For all the ink devoted to the ongoing vibrancy of the Chi theater community, musicals have remained a weak spot. Local commercial players such as the Marriott Theater in Lincolnshire and the Drury Lane Theater in Oakbrook have decent reputations for reviving old musicals and producing them at a level comparable to the Paper Mill Playhouse and the Goodspeed Opera House, but unless we’re talking grungefests like “Urinetown,” few associate Chicago with the development of the musical, chamber or otherwise.
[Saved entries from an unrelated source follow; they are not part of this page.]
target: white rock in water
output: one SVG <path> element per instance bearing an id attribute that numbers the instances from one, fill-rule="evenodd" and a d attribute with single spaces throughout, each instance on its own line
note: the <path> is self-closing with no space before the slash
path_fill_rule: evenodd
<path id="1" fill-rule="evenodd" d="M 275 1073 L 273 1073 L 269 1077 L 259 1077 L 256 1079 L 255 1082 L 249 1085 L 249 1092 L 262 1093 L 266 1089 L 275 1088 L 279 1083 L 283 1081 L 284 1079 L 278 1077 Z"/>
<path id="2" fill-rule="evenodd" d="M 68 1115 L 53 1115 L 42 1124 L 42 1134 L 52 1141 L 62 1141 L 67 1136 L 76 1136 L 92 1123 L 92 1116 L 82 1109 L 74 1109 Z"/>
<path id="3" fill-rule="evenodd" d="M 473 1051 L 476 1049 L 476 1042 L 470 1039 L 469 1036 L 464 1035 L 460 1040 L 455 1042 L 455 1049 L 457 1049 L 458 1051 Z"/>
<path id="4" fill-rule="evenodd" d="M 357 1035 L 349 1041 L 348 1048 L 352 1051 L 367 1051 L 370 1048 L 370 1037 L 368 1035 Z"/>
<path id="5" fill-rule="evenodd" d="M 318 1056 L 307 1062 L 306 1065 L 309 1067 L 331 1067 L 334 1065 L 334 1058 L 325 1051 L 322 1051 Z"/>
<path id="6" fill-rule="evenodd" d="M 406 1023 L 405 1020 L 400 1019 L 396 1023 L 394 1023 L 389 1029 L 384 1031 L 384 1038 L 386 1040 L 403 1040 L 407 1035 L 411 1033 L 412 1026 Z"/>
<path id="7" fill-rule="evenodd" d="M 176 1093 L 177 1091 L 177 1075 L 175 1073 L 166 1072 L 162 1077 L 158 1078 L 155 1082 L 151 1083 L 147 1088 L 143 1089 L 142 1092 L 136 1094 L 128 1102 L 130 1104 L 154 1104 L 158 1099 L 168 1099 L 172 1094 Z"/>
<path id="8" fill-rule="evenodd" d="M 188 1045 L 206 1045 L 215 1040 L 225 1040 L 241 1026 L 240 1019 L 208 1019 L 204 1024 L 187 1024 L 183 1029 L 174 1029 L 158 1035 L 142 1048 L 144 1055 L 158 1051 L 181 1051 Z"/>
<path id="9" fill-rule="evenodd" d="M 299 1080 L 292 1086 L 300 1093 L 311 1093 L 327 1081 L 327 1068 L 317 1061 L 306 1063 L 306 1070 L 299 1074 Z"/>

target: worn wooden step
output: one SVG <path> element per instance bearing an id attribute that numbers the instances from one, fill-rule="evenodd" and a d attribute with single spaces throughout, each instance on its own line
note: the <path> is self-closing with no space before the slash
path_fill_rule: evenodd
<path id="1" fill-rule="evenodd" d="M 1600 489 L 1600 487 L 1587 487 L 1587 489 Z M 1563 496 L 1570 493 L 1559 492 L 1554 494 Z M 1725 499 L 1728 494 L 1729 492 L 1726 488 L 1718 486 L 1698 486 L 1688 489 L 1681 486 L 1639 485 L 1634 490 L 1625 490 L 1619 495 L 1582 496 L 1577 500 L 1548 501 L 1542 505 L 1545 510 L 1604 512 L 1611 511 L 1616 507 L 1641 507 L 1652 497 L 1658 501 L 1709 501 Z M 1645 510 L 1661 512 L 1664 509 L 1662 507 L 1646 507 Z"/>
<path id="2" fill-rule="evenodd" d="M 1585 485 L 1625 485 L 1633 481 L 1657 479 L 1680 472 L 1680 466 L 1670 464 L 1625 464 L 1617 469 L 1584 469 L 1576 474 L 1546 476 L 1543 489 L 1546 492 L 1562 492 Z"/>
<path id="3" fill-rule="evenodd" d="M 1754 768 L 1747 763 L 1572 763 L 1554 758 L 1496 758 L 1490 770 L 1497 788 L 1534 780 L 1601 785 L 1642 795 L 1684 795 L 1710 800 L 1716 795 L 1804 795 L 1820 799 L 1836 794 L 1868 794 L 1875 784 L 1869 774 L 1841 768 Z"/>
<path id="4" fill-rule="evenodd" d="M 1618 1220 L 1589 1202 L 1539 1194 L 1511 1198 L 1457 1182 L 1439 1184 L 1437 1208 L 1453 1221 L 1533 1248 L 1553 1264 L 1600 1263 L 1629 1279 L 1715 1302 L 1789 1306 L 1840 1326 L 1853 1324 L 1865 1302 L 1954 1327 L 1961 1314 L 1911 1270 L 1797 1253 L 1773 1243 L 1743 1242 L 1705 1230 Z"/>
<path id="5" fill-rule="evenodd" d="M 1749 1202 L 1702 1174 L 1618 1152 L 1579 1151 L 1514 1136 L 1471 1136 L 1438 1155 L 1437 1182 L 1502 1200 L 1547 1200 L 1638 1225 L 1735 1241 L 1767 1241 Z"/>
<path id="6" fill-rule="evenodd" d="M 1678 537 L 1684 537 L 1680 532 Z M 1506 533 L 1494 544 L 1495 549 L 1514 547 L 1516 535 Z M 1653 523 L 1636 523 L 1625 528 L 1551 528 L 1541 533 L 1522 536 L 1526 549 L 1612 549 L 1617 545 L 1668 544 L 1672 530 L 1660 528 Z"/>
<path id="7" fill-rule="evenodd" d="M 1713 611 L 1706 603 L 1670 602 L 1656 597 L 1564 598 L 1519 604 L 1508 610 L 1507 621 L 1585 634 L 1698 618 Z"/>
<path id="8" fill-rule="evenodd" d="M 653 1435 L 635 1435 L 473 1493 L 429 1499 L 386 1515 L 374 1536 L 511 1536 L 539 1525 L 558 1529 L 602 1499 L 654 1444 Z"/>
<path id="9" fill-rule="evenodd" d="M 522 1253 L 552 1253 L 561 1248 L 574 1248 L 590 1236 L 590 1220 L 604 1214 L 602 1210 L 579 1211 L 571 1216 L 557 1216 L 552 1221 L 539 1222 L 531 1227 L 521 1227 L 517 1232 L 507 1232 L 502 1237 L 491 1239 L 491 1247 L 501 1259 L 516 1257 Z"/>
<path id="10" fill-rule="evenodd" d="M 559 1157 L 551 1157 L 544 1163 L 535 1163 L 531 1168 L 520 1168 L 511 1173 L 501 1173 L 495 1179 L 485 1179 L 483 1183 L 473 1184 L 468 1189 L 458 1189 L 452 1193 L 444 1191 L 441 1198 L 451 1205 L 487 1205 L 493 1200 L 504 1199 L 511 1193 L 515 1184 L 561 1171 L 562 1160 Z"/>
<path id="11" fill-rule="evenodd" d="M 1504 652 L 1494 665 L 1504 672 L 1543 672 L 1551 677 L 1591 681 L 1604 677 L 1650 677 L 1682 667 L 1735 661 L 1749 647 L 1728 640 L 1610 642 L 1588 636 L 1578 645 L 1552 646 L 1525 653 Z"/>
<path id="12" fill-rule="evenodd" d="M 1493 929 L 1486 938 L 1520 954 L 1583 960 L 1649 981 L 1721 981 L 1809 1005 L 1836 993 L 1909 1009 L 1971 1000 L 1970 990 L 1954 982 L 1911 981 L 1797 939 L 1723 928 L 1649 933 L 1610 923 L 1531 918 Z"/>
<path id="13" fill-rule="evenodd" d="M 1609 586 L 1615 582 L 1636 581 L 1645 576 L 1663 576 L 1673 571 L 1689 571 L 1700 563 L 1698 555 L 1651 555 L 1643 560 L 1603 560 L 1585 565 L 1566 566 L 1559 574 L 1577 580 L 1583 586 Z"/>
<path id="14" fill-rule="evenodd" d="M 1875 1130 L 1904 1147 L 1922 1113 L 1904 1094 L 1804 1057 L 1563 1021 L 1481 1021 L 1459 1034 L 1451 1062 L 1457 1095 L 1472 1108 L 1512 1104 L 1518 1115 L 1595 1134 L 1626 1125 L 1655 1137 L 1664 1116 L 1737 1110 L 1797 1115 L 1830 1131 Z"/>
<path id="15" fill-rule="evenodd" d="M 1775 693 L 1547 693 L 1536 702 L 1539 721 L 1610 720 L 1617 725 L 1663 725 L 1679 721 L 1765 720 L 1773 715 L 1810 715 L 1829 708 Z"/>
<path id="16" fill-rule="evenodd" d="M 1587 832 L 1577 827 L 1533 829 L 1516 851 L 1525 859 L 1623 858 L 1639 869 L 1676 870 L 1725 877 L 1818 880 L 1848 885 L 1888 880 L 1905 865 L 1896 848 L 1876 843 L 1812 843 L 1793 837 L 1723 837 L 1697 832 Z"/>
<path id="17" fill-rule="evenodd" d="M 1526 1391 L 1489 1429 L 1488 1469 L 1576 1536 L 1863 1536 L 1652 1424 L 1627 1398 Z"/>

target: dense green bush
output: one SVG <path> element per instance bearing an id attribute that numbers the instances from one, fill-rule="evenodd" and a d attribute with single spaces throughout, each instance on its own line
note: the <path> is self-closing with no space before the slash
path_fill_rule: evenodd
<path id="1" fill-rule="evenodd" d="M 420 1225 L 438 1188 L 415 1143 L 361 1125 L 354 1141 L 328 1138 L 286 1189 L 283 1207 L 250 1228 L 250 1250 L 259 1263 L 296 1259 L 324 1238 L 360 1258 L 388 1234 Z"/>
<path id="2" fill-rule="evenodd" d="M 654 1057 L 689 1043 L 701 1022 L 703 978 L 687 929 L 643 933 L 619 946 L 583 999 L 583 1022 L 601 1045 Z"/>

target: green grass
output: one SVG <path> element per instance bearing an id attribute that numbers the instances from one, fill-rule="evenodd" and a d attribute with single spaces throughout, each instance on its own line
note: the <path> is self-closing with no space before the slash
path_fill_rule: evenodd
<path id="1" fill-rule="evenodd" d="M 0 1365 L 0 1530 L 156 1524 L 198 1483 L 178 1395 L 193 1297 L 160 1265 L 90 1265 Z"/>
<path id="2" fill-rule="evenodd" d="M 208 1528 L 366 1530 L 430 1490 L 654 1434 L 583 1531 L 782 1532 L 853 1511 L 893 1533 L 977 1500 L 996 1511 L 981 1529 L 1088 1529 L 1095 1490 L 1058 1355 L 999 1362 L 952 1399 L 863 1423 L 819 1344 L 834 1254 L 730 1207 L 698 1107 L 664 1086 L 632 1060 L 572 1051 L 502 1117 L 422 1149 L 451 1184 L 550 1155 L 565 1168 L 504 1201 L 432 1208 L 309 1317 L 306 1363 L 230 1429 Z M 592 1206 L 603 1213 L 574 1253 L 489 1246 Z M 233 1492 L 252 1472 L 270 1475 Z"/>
Although he’s still largely unknown outside Chicago, Griffin has been trying to change that. He got a flicker of national attention last summer with his arena-style revival of Stephen Sondheim’s rarely seen “Pacific Overtures” for the Chicago Shakespeare Theater, which used a racially diverse cast of only 10 men (instead of the original 19). Remarkably, Griffin managed to negotiate a sure course between parody and theatricalism on the one hand — and cultural veracity and political verisimilitude on the other. The result was a beguiling, fascinating show rooted in its epoch and Japanese geography, but full of sly surprises at every turn.
The concept got praise from out-of-town scribes and its composer, and it attracted a small contingent of Gotham producers, who were sniffing around town. But ultimately it went nowhere.
This latest “My Fair Lady” probably will suffer the same fate, given that Trevor Nunn’s huge London revival is on everyone’s agenda. Griffin’s production, though, could not be more different.
Employing a two-piano version of the score that was approved by Frederick Loewe back in the 1950s, Griffin’s version uses only 10 actors — Kate Fry and Kevin Gudahl are Ms. Doolittle and Mr. Higgins — and has minimal choreography.
It’s produced on a thrust stage in the intimate 345-seat Chicago Center for the Performing Arts, a new theater located just west of Michigan Avenue, which the Court rented for the occasion.
“We wanted to do a distilled version,” Griffin says. “We thought there might be an opportunity for the musical moments to reveal intimate events in the lives of the characters.”
The experiment, it’s widely agreed, has been very successful.
Remarkably fresh and revisionist, the show feels like “Pygmalion” with songs, rather than a separate Broadway concoction. Henry Higgins’ issues with sex and control over Eliza are thrown in sharper relief. And in a show where it feels like every piece of the musical was ripped apart and put back together, Shavian lucidity on issues of class, power and gender have never been clearer.